Мефодий Кириллович встретил его с распростертыми объятиями.

– А, современный Товий! – воскликнул он, спеша навстречу Твердову. – Наконец-то! Похворали? Ничего! Зато как возмужали, похорошели!… Садитесь, батенька, милости прошу, садитесь! Знаю, хе-хе-хе, зачем пришли, знаю… На свадьбу старика звать? Что, родной, чья правда?

Николай Васильевич улыбнулся.

– Ваша правда, Мефодий Кириллович, ваша, – ответил он. – Надеюсь, не откажете… Ведь эта свадьба – дело ваших рук, вы сосватали.

– Ну, уж и я! Много чести старику… Ну, дай Бог, дай Бог, совет да любовь! Смело теперь судьбу-то мы, хе-хе-хе – побоку… Хорошо без судьбы!… Я так думаю, что и на крестинах вашего первенца скоро пировать буду. А все-таки, батенька, признайтесь, отпраздновали труса? Дайте-ка посмотреть, не поседели ли?

– Я вот и пришел к вам, добрейший Мефодий Кириллович, просить вас… Все-таки мне пришлось быть, пожалуй, главным действующим лицом этой – уже и не знаю, как назвать, – трагедии, мелодрамы, феерии… Будьте добры, посвятите меня в некоторые подробности.

– Что ж, это можно. Только, чур, уговор: не болтать. Впрочем, это не для нас, а в ваших выгодах. Я все прикрыл, все вышло шито-крыто, никакого сора из избы не вынесено. Аминь всему!

– Я так и понял ваше молчание. Ведь у Пастиных до сих пор ничего не знают.

– И прекрасно, что не знают. Ничего особенно такого сверхъестественного нет, а память, и очень неприятная, на всю жизнь осталась бы. Блаженны неведающие… Так рассказать? Да что рассказывать? Сами, поди, о многом догадались?

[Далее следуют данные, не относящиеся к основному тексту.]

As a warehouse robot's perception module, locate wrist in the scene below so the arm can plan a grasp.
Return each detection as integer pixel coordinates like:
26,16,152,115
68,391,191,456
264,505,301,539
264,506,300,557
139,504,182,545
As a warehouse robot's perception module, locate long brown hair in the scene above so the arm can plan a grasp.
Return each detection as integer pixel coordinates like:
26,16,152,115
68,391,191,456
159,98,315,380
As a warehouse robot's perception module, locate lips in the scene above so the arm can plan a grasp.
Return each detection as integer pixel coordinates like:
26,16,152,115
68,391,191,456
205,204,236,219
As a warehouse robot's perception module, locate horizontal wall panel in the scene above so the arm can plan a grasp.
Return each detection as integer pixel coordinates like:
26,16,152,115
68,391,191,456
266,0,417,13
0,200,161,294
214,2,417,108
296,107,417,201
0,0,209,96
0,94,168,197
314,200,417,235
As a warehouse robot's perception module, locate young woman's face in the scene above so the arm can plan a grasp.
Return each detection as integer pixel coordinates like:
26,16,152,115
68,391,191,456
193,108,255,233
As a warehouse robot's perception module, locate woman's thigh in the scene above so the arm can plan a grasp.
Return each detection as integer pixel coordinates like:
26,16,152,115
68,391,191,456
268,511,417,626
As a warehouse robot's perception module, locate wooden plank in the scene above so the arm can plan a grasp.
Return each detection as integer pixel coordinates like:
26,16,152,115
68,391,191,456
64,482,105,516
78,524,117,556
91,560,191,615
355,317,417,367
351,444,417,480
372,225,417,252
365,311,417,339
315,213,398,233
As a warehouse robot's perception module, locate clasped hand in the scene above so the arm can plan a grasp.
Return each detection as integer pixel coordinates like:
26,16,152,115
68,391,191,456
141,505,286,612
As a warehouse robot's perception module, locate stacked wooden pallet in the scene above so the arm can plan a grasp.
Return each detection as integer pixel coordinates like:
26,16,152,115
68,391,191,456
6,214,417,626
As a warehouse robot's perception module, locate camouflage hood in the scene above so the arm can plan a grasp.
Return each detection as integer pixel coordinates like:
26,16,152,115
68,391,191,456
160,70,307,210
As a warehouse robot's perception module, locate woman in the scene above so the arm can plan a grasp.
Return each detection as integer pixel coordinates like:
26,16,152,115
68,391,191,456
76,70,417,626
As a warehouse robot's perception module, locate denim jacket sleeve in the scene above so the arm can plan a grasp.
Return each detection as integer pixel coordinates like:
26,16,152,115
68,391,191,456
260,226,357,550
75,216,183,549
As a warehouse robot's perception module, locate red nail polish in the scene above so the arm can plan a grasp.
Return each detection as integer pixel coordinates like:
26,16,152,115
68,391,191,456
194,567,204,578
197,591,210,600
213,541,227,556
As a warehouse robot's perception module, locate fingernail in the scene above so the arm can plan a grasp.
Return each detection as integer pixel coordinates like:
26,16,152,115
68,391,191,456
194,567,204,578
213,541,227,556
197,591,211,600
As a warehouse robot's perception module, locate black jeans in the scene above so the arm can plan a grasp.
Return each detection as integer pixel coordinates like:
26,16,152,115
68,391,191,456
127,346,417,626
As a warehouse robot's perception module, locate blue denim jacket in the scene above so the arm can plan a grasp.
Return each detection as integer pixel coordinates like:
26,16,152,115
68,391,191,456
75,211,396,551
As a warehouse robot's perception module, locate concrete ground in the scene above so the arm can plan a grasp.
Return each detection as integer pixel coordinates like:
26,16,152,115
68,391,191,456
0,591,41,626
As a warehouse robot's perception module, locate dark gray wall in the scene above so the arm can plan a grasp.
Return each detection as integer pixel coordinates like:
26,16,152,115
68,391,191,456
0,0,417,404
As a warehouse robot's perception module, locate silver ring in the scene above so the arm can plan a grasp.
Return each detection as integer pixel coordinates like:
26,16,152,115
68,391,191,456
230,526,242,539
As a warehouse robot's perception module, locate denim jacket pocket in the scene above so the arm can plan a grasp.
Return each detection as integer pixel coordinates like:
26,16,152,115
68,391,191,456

– Пока только о том, что этот несчастный Юрьевский был душевнобольным.

– Это главное, а отсюда все остальное… Свихнулся он когда-то давным-давно. Ну что же? Зла никому не делал, а добра творил много. Бо-о-льшой благотворитель был! Много людей теперь за упокой его души, даже не скажу – грешной, молится. По-моему, греха нет в том, что он натворил, ибо грех там, где сознание.

– Так неужели он…

– Да ведь вы слышали сами… Он, он судьбой-то был, понимаете ли, все у него хорошо было. В своем загородном домике устроил он себе царство, подвал сырой в зимний сад обратил, да в такой сад, что прелесть просто! Редчайшие растения там были. Просто залюбовался я! Храм он там себе устроил и сам себя при этом храме в жрецы возвел, кадения, курения, моления и все прочее.